Zainab loves Elsa and Anna, the characters from the movie “Frozen”. When she watches the movie, she sings the soundtrack with a fake microphone.
Angela Almelia, another client, has 11 children. Most of them are cultivated.
She was choosing gifts for her 15-year-old daughter and 17-year-old son who still live at the house.
“Their father passed away a few years ago. It means a lot to them, ”Almelia said. “If we hadn’t come to Christmas House, we wouldn’t have any freebies. It’s too expensive.”
Another customer loaded her arms with stuffed animals: an elephant, a dinosaur and a frog.
It took over 800 volunteers to make this possible between hanging wreaths and organizing stacks of 10-foot-high boxes filled with donated toys.
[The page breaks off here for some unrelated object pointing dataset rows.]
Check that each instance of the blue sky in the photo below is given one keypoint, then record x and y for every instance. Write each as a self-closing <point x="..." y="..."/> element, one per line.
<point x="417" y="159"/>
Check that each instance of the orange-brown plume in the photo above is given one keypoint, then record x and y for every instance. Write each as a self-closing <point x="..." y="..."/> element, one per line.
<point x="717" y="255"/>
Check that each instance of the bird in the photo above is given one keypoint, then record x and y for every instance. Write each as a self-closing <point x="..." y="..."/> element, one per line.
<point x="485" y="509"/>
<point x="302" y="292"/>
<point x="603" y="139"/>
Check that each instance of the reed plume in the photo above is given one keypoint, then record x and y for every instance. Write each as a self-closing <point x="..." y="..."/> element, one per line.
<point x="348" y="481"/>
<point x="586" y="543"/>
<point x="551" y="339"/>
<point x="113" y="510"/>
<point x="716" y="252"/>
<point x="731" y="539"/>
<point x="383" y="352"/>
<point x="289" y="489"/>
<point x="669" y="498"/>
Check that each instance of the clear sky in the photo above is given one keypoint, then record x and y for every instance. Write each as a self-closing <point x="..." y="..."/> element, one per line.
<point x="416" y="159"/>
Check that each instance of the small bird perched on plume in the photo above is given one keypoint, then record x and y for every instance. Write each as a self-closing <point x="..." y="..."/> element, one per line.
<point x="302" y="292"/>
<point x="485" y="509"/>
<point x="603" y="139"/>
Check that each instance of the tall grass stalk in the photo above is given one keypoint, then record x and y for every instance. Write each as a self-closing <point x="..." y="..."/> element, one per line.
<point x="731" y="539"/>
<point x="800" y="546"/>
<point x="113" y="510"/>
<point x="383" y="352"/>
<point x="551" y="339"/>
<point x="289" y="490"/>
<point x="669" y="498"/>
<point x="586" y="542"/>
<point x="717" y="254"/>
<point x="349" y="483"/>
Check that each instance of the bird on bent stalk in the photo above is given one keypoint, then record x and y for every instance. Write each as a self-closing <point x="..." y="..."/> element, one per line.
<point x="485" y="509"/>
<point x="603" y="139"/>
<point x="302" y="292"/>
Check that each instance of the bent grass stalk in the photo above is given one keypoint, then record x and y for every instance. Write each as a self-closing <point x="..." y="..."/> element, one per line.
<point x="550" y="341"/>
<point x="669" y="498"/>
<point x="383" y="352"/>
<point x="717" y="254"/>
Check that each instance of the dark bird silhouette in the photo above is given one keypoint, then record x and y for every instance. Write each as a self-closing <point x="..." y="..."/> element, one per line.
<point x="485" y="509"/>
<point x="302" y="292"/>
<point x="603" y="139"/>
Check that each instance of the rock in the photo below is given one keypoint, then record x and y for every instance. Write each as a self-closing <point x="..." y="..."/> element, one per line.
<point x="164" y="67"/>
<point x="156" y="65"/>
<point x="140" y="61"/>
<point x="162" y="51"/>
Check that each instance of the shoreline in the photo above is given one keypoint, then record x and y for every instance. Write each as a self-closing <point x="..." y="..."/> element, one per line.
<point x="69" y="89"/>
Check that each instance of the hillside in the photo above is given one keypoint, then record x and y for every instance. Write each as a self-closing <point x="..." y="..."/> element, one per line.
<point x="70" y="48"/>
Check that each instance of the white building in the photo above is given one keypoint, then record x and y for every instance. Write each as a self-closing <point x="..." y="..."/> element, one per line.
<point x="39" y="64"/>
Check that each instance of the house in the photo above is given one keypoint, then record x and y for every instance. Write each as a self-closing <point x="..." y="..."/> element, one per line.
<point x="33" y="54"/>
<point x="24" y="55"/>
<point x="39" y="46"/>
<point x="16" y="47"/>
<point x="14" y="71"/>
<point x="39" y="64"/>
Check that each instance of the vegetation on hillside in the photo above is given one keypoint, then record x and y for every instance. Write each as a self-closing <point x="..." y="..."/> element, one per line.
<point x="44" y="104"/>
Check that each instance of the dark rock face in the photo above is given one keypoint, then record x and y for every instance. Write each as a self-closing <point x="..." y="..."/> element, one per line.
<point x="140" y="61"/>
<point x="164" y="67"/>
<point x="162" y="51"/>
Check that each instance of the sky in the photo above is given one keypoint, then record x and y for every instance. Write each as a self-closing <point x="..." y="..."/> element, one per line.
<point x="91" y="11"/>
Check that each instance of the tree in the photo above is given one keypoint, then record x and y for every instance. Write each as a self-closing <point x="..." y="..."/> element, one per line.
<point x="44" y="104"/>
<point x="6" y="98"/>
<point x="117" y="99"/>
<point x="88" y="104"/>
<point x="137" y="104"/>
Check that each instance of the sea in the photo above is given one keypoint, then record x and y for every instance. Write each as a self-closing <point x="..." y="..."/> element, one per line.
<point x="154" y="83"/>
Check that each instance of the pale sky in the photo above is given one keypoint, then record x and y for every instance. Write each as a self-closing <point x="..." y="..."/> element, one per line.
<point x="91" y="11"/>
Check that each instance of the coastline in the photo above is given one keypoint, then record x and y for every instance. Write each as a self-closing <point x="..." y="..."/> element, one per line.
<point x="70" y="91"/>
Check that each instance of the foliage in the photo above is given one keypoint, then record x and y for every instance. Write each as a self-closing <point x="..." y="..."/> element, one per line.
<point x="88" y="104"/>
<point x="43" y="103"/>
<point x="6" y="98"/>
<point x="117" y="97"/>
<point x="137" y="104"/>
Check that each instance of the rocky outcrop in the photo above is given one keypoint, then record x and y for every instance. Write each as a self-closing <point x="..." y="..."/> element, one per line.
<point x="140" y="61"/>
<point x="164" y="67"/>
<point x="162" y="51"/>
Many have been volunteering for years.
“Once we have people here, they stay,” said Gregg Milne, chairman of the Christmas House board.
He started volunteering three years ago after retiring from the Snohomish County Utility District.
“I had a good life, a good job. It’s time for me to give back, ”Milne said.
Caitlin Tompkins: 425-339-3192; [email protected]
About the Christmas House
The Christmas House is open until December 17, from Tuesday to Saturday.
Buyers are encouraged to provide proof of their identity and household income, among other information.
People with disabilities are invited to call 425-338-2273 to make an appointment.